Occasionally something more helpful surfaces amid the cacophony. I still like the image of Covid as cigarette smoke, with contagious people equated to smokers. Being close to many heavy smokers in an unventilated space will very likely lead to some smoke entering my lungs, especially if the smokers are breathing all over me. But a few light smokers on the other side of a park won’t do me much harm, and any harm will vanish quickly unless my lungs are in really poor condition already. This feels an excellent image to understand Covid. Yet most of the time I am served up instead with platitudes are vaccination immunity and six feet being a universally safe distance. We can do better.
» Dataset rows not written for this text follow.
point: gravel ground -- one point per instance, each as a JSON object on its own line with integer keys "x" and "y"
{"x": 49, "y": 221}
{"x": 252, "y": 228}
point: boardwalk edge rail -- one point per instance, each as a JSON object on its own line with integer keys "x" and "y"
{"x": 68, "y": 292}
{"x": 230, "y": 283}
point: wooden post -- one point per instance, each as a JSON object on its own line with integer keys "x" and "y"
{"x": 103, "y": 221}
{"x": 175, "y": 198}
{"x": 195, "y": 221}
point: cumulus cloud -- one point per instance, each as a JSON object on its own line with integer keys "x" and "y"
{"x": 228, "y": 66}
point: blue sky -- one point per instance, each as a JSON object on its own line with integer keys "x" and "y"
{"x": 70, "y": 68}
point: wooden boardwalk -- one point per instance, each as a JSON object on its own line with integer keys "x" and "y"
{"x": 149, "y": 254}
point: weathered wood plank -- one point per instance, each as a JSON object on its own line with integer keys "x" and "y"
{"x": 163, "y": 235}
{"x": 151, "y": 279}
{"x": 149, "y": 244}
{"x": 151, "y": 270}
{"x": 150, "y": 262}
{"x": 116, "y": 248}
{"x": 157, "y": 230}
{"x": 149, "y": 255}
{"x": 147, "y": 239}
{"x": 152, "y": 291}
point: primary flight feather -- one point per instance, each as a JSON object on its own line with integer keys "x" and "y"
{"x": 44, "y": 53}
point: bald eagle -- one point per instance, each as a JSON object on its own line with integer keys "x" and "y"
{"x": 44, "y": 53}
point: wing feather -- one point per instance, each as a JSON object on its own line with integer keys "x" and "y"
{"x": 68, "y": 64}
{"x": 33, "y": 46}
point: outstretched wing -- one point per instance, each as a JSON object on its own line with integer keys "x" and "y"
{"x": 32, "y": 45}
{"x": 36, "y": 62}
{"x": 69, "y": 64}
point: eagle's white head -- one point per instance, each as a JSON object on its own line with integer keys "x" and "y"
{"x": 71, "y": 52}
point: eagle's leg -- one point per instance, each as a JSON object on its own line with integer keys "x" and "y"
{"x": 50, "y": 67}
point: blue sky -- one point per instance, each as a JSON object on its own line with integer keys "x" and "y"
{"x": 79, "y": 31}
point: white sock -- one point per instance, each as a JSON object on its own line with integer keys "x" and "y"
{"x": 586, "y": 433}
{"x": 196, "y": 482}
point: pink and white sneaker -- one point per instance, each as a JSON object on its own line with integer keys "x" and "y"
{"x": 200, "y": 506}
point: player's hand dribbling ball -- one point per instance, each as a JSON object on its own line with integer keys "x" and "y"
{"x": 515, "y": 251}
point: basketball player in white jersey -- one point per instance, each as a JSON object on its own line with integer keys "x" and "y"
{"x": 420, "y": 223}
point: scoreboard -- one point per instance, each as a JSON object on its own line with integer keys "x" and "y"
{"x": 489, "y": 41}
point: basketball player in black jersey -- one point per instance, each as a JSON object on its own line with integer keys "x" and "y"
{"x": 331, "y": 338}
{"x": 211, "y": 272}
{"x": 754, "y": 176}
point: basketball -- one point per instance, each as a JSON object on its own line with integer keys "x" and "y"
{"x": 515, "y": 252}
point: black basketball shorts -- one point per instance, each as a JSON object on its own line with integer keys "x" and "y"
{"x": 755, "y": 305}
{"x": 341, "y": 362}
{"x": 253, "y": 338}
Covid is only an example of where binary thinking inhibits smart responses. For centuries sexuality was viewed in the same way, with predictably harmful results. What about foreigners? Communists? Christians? In practise many of us might share some features of all these categories but feel forced into binary positions.
The same simplistic guff applies to most discussion of criminality, dominated by a narrative of catching and neutralising the bad guys. Are most of us easily described as good or bad? If we are bad at a certain moment, why might that be? What is the best way to make us less bad more often? It is not difficult to find effective answers to these questions, but the lazy binary approach makes it much harder.